A lot can happen over the course of 12 years. A child can go from infancy to teenager, a car can go from new to clunker, and a sapling can grow into a mighty tree. Over a dozen years, a lot can happen to investments as well. That's why it's best to have an extended time horizon and choose companies that are built for the long haul, so they'll still be surviving and thriving in more than a decade.
Here are three companies to own stocks safely for a dozen years, which are trusted by Motley Fool investors.
- Amgen Inc. (NASDAQ:AMGN)
- Berkshire Hathaway Inc. (NYSE:BRK-B) (NYSE:BRK-A)
- Aptiv PLC (NYSE:APTV)
A Safe Income Play
Not many healthcare stocks qualify as outstanding long-term buy and holds. The savage competition across the sector and ever-changing regulatory landscape, after all, make these companies prone to marked downturns in value that can persist for extended periods of time. Biotech heavyweight Amgen, however, is one clear exception to this general trend.
Throughout its history, Amgen has proven to have an adept hand at bringing cutting-edge drugs to market for a host of high-value indications. Over the past few years, for example, the company has developed osteoporosis drug Prolia, multiple myeloma medicine Kyprolis, and cardiovascular disease treatment Repatha into major growth drivers. In fact, these three high-growth products are expected to largely offset the falling revenues from former star medicines like Enbrel and Neulasta going forward.
As an added bonus, Amgen has transformed into a top notch income play ever since it began paying out a dividend in 2011. For example, the company currently offers a yield of 3.08%, which is well above average for a healthcare stock. While the biotech's trailing payout ratio of 171% is a concern, Amgen's monstrous cash position, which presently sits at a staggering $41.7 billion, should provide more than enough cover for its rich dividend program in the years ahead.
In all, Amgen has a promising line up of new growth products that's smoothing out the edges during its transition away from fading star medicines, along with a juicy dividend that should appeal to any long-term oriented investor.
Decades in the Making
There are a lot of reasons to like Berkshire Hathaway, not the least of which is its legendary CEO, Warren Buffett. The Oracle of Omaha has led the company to virtually unmatched success over the last five decades. Between 1965 and 2017, under Buffett's leadership, the company generated compound annual gains of 20.9%, more than double the results of the S&P 500. The stock achieved a mind-boggling overall gain of 2,404,748% over the ensuing years.
That's not the only reason to like Berkshire. Buffet is 87 year old, and while he may not be running things until 2030, the culture that he has built and nurtured will thrive. In recent years, two hand-picked lieutenants, Ted Weschler and Todd Combs, have been entrusted with tranches of Berkshire's portfolio. Buffett has said that hiring the duo was "one of the best decisions that Charlie Munger and I have ever made."
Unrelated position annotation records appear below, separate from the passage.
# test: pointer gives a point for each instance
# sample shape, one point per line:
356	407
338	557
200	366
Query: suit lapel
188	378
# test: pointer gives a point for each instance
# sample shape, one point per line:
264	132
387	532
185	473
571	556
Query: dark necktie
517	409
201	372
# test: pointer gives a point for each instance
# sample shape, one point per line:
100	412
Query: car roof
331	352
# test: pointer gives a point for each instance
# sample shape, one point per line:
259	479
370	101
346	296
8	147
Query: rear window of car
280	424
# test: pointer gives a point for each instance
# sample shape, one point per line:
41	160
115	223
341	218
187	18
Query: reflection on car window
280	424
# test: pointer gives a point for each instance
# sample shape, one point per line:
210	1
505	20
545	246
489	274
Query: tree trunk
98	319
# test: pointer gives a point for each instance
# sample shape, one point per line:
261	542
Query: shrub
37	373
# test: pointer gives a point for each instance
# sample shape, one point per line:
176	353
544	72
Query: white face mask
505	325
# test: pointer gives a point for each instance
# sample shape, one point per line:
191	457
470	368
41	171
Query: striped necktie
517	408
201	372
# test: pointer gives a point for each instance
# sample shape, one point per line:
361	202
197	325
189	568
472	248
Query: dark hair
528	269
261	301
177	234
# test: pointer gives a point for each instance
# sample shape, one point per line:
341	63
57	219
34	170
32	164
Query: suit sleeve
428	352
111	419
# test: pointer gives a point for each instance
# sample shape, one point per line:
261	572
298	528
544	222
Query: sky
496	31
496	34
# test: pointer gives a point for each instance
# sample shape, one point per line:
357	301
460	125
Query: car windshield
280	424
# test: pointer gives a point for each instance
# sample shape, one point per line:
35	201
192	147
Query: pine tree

Diversification is another hallmark of a safe investment and Berkshire Hathaway has that covered as well. The conglomerate is comprised of more than 60 subsidiary companies, across a wide variety of industries including insurance, railroads, banking, and consumer goods. The company also holds stock in more than 40 publicly traded companies. The vast assortment of business interests and investments provides investors with diversification -- all within one company.
The world will likely have changed a great deal between now and 2030, and many of the companies making headlines today may have receded into the shadows. However, with the dozens of companies represented by Berkshire Hathaway, an investor can feel confident investing in a company that represents an instant and diversified portfolio.
A Driverless Future
When investors list stocks they can safely own until 2030, the cyclical automotive industry won't have too many companies make the cut. In fact, the word safe and automotive industry have rarely appeared in the same sentence over the past decade, but that won't be true over the next two decades, especially for a stock such as Aptiv.
For those unaware, automotive parts supplier Delphi spun off its powertrain division in 2017 and the remaining company, now named Aptiv, was left to focus on its core business of developing electric vehicle technology and self-driving systems. Aptiv's advanced driver assistance systems (ADAS) and electrified systems provide the company with better compound annual sales growth potential as well as higher margins than its powertrain business, but management believes there's even more future potential.
In fact, Aptiv believes it can leverage company strengths to unlock more than $35 billion in incremental addressable market opportunities by 2025! Those opportunities include active safety on the path to driverless vehicles, with Aptiv providing level 3 solutions to OEMs by 2025. There is also massive opportunity in connected services with Aptiv planning to embed connectivity in all of its solutions by the end of this decade -- it's an effort to unlock value for companies running fleets of vehicles, something similar to General Motors' Maven brand.
If there is anything certain in the automotive industry right now, it is that the future is clearly in electric vehicles and driverless car technology, and that will only become clearer on the road to 2030 -- a road where Aptiv is poised to become a leader.